With a budget surplus, the city of Juneau expects to give $2.3 million back to property owners by lowering the tax rate by 0.7 mills.
At its Wednesday meeting, the Assembly Finance Committee decided to lower the mill rate from 12 to 11.30 for fiscal year 2006. The Juneau Assembly needs to approve a rate by June 15. Statements go out July 1.
Property tax is determined by assessment values and the mill rate. A mill is one-tenth of a penny, or $1 of tax for each $1,000 of assessed value. The current 12-mill levy is made up of a 10.80 operational mill levy and a 1.20 mill debt-service levy. The Finance Committee voted to lower the operational levy to 10.10.
A person who owns a $200,000 house would pay $2,400 in property tax with a 12 mill levy, and $2,260 with the proposed 11.30 mill levy.
Because Juneau expects a $6 million surplus from sales and property tax, City Manager Rod Swope recommended that the Assembly lower the mill levy to alleviate taxpayers' burden. Swope said the city is considering further lowering the mill rate next year.
"That will affect how people feel about the 1 percent sales tax," Swope said.

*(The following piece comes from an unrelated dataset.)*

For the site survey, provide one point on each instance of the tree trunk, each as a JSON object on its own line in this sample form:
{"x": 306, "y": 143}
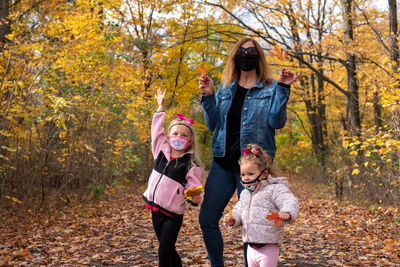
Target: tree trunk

Juneau's 1 percent sales tax is up for renewal in January. The city plans to put it on the October ballot. The 1 percent tax can generate $30 million in five years for the city.
Assembly members said they have received a lot of complaints from residents since the city sent out property assessment notices April 5. Assessed values have increased by an average of 16 percent. City Assessor Jim Canary attributes the growth to record low mortgage interest rates.
Although the city expects the assessed values to continue increasing next year, most Assembly members didn't support a deeper cut.
Assembly member Jeff Bush said a cut more than 0.7 mills might hurt the city's bottom line. The city is considering adopting some tax-reduction proposals, such as raising the minimum exemption amount of business personal property tax.
"I am concerned that we are going to limit our options," Bush said.
Marc Wheeler and Merrill Sanford were the only two Assembly members who voted against lowering the mill rate by 0.7. Wheeler proposed lowering the mill rate by 1 but failed to garner enough support.
"We have a very conservative city finance department," Wheeler said. "I feel comfortable that the (1 mill levy) reduction will be able to meet the future needs."
City Manager Rod Swope said he feels more comfortable with a 0.7-mill reduction than a 1-mill reduction.
"I don't want to cut too close," Swope said. "Things can change radically. This gives us some cushion and comfort."